Cooper is also a 29-year member of the Garden City Park Fire Department, where he served 12 years as Water/Fire Commissioner. He is also a board member for the Merillon Athletic Association, a Merillon baseball coach and a New Hyde Park Wildcats soccer coach.

Miranda could not be reached for comment on his candidacy

The race for the lone contested seat on the Herricks School Board pits two high-profile civic activists Jonai Singh and Jim Gounaris against each other.

Singh, co-president of the Herricks Council of the PTAs, entered the race last month expecting to run unopposed for the seat being vacated by Williston Park Mayor Paul Ehrbar. Gounaris, a member of the Herricks Community Center Advisory Board, said he decided he should try to get more directly involved in school board business.

Ehrbar decided to not run because of scheduling conflicts between his mayoral and school board duties. He encouraged Singh to run and endorsed her as an “independent voice” the school district needed.

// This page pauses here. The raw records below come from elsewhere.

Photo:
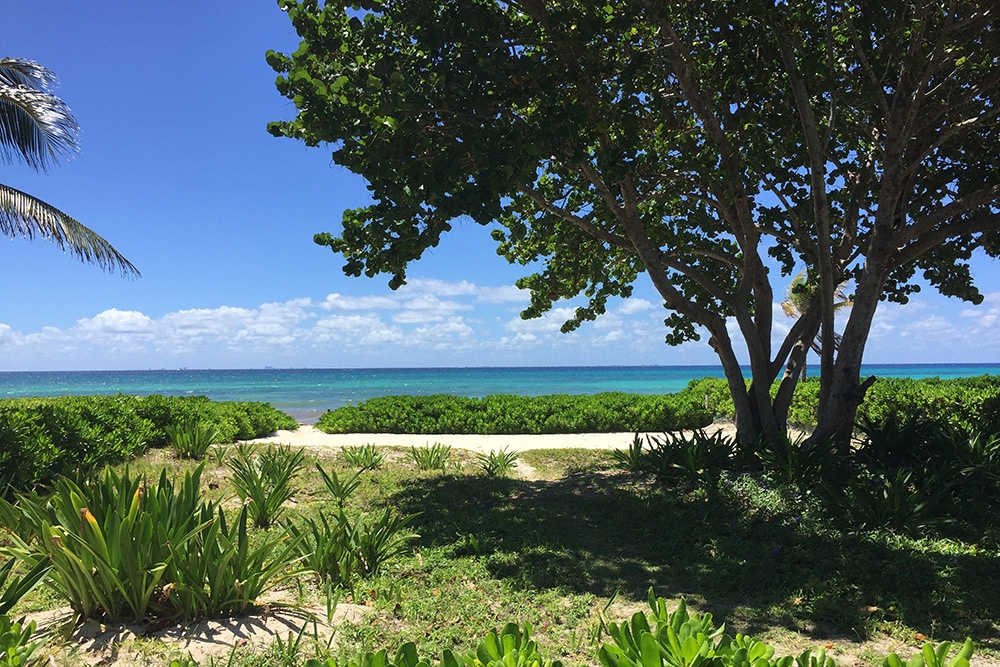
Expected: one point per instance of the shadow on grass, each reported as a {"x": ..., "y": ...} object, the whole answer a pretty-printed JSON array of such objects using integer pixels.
[{"x": 599, "y": 533}]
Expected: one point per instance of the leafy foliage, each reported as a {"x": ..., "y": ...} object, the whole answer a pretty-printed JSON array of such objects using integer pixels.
[
  {"x": 263, "y": 479},
  {"x": 965, "y": 401},
  {"x": 341, "y": 549},
  {"x": 608, "y": 141},
  {"x": 191, "y": 439},
  {"x": 497, "y": 463},
  {"x": 502, "y": 414},
  {"x": 433, "y": 457},
  {"x": 46, "y": 437},
  {"x": 21, "y": 586},
  {"x": 365, "y": 457},
  {"x": 122, "y": 548},
  {"x": 16, "y": 647},
  {"x": 631, "y": 458}
]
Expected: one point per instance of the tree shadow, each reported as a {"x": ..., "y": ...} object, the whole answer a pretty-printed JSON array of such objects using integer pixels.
[{"x": 598, "y": 533}]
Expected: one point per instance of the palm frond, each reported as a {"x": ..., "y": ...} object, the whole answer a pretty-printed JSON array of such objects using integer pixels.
[
  {"x": 23, "y": 72},
  {"x": 35, "y": 125},
  {"x": 27, "y": 216}
]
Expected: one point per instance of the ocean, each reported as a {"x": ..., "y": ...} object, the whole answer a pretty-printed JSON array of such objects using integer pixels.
[{"x": 307, "y": 392}]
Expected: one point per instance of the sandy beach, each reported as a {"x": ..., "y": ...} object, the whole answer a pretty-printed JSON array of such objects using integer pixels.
[{"x": 309, "y": 437}]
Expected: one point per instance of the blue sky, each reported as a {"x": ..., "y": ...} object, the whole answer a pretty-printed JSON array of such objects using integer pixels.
[{"x": 179, "y": 173}]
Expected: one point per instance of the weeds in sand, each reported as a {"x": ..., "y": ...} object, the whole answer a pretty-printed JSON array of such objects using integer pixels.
[
  {"x": 191, "y": 438},
  {"x": 498, "y": 463},
  {"x": 630, "y": 459},
  {"x": 433, "y": 457},
  {"x": 365, "y": 457},
  {"x": 264, "y": 480}
]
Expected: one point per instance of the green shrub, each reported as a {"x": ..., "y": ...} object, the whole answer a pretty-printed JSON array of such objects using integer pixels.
[
  {"x": 900, "y": 503},
  {"x": 47, "y": 437},
  {"x": 126, "y": 549},
  {"x": 973, "y": 403},
  {"x": 507, "y": 414}
]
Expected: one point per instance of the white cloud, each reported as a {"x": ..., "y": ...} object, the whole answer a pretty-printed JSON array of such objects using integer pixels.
[
  {"x": 549, "y": 322},
  {"x": 634, "y": 306}
]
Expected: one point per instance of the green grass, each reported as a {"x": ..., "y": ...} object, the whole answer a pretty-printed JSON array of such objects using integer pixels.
[{"x": 554, "y": 551}]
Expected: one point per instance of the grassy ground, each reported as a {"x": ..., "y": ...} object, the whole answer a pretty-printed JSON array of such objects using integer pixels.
[{"x": 571, "y": 543}]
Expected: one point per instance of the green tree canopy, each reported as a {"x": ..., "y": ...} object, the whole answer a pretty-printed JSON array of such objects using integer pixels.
[{"x": 685, "y": 140}]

Singh, who is past president of the Herricks Indo-US Community, a non-profit Indian American organization, is also an informal liaison between the PTA and the Herricks Community Center seniors group. She has a reputation as a consensus-builder in the district.

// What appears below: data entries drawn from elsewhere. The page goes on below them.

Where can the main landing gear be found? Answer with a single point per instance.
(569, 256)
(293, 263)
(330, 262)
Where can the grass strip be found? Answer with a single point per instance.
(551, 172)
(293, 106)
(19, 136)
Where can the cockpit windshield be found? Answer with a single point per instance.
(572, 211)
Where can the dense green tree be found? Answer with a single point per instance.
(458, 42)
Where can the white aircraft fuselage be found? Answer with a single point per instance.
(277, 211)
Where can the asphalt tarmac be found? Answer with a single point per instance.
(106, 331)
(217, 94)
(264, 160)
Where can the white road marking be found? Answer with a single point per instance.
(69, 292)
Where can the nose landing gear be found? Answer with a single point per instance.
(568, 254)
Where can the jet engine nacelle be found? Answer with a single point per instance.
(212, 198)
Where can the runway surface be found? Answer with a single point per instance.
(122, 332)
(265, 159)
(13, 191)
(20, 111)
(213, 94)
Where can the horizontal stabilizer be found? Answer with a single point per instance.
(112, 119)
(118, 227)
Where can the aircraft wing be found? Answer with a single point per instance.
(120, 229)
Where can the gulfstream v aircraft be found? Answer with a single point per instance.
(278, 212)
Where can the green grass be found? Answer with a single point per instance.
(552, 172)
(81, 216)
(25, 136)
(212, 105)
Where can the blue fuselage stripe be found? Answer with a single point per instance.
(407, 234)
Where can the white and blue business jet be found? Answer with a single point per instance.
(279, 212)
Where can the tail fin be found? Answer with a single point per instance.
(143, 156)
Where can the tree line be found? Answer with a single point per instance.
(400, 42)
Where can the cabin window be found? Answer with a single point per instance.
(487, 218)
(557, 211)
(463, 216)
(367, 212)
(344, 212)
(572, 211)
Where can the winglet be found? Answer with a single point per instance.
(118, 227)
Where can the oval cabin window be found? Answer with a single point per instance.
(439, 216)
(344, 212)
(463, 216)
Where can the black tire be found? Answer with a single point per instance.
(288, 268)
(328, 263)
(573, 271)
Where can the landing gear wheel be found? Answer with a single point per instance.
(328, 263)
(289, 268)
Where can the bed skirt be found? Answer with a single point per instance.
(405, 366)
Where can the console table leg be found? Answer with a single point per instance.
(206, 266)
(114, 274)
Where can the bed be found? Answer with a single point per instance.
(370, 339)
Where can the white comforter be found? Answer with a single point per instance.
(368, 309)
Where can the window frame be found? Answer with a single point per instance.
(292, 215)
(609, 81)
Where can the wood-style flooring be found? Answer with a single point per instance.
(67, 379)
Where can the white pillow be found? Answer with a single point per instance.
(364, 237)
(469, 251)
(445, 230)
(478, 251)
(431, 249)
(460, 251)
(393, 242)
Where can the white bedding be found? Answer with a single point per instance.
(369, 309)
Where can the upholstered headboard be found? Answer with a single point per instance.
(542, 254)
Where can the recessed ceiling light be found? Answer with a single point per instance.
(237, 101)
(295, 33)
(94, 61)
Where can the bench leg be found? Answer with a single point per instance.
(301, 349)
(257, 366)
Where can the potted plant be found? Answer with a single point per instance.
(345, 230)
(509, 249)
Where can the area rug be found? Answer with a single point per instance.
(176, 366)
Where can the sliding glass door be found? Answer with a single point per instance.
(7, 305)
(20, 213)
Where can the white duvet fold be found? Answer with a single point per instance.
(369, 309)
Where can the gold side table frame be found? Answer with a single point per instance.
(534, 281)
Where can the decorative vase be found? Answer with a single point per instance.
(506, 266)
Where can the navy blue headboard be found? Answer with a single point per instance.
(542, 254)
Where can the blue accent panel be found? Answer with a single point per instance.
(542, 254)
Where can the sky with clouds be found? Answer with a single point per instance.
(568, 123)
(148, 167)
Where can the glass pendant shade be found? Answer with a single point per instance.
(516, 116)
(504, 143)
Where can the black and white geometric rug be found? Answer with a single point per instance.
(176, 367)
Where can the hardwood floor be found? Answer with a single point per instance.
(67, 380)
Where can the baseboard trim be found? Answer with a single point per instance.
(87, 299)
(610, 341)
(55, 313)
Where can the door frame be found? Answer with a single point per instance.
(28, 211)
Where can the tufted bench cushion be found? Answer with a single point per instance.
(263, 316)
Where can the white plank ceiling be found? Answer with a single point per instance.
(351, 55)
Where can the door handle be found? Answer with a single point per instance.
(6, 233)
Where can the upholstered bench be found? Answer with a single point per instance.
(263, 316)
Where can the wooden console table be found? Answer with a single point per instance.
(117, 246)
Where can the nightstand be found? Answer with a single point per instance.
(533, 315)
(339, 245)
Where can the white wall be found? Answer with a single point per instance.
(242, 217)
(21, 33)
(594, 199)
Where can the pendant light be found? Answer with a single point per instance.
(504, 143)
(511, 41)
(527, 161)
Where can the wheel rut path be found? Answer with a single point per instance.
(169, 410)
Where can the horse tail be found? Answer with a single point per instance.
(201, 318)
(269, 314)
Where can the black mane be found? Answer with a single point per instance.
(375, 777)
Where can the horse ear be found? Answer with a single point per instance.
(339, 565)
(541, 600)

She’s running on a ticket with board president Christine Turner, who has 21 years of experience on the school board.

Both Singh and Gounaris have children attending district schools and both are vocal participants at school board meetings. Gounaris was particularly vocal during the recent school budget hearings as he sharply criticized the Herricks Teachers Association for not taking a wage freeze next year in light of the current state fiscal crisis.